High Blood Pressure and Kidneys

The Risks of Kidney Failure With High Blood Pressure

All racial groups have some risk of developing kidney failure from high blood pressure. African Americans, however, are more likely than Caucasians to have high blood pressure and to develop kidney problems from it -- even when their blood pressure is only mildly elevated. In fact, African Americans are six times more likely than Caucasians to develop hypertension-related kidney failure.
 
People with diabetes also have a substantially increased risk of developing kidney failure. People who are at risk, both because of their race and because of diabetes, should begin early management of high blood pressure.
 

Symptoms and Diagnosis

Most people with high blood pressure have no symptoms. The only way to know if your blood pressure is high is to have a health professional measure it with a blood pressure reading. The result is expressed as two numbers.
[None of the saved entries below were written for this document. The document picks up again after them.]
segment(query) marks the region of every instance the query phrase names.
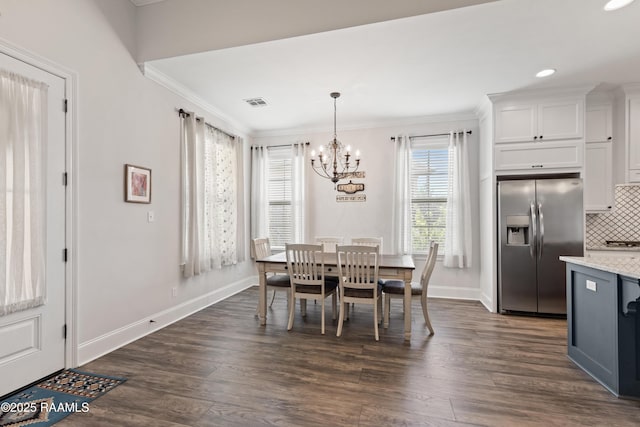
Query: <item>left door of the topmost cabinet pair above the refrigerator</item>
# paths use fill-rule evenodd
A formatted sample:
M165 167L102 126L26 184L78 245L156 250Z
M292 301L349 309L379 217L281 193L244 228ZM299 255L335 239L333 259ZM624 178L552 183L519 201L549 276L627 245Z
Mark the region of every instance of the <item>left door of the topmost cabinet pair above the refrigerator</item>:
M500 105L496 107L494 141L528 142L537 136L536 104Z

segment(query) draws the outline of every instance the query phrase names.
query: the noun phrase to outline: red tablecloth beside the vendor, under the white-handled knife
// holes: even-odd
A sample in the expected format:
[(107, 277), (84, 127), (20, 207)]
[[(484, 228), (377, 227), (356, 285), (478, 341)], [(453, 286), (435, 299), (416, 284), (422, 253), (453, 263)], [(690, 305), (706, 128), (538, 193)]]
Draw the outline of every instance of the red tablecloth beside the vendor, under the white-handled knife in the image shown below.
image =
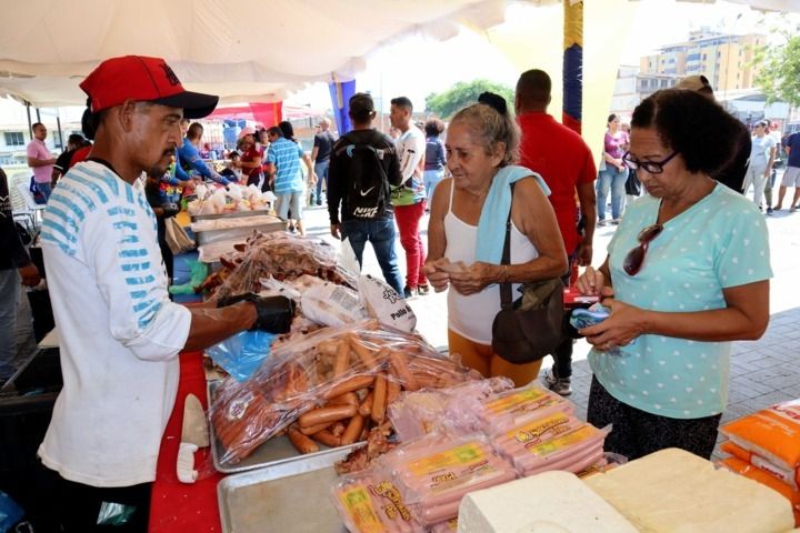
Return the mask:
[(161, 440), (156, 482), (150, 505), (150, 533), (221, 532), (217, 504), (217, 483), (222, 475), (213, 470), (211, 452), (204, 447), (194, 454), (199, 480), (192, 484), (178, 481), (176, 461), (183, 423), (183, 401), (192, 393), (208, 409), (206, 373), (200, 352), (180, 355), (180, 383), (172, 415)]

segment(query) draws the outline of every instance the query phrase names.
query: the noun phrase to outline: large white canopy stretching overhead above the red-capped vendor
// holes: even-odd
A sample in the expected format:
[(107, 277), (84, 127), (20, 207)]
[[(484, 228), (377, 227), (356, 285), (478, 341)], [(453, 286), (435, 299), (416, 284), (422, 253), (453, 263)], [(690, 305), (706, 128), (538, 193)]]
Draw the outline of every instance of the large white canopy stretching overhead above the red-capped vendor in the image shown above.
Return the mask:
[(37, 107), (81, 105), (78, 83), (98, 62), (140, 54), (166, 58), (184, 87), (223, 103), (278, 101), (304, 83), (353, 79), (366, 54), (410, 33), (443, 40), (459, 24), (499, 24), (508, 3), (1, 0), (0, 94)]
The top number, which is called the systolic pressure, represents the pressure when your heart is beating. The bottom number, which is called the diastolic pressure, shows the pressure when your heart is resting between beats.
 
Generally, your blood pressure is considered normal if it stays below 120/80 (expressed as "120 over 80"), although extremely low blood pressure can also be a health concern.
 
People with a systolic blood pressure of 120 to 139 or a diastolic blood pressure of 80 to 89 have a condition called prehypertension and should adopt health-promoting lifestyle changes to prevent diseases of the heart and blood vessels. If your systolic blood pressure is consistently 140 or higher, or your diastolic pressure is 90 or higher, you have high blood pressure and should talk with your doctor about the best ways to lower it.
 
Kidney damage, like hypertension, can be unnoticeable and detected only through medical tests. Blood tests will show whether your kidneys are removing wastes efficiently. Your doctor should order tests to measure your serum creatinine level. Having too much creatinine in your blood is a sign that you have kidney damage. The doctor should use the serum creatinine level to estimate the main kidney function called glomerular filtration rate, or GFR.
 
Another sign is proteinuria, or protein in your urine. Proteinuria has also been shown to be associated with heart disease and damaged blood vessels.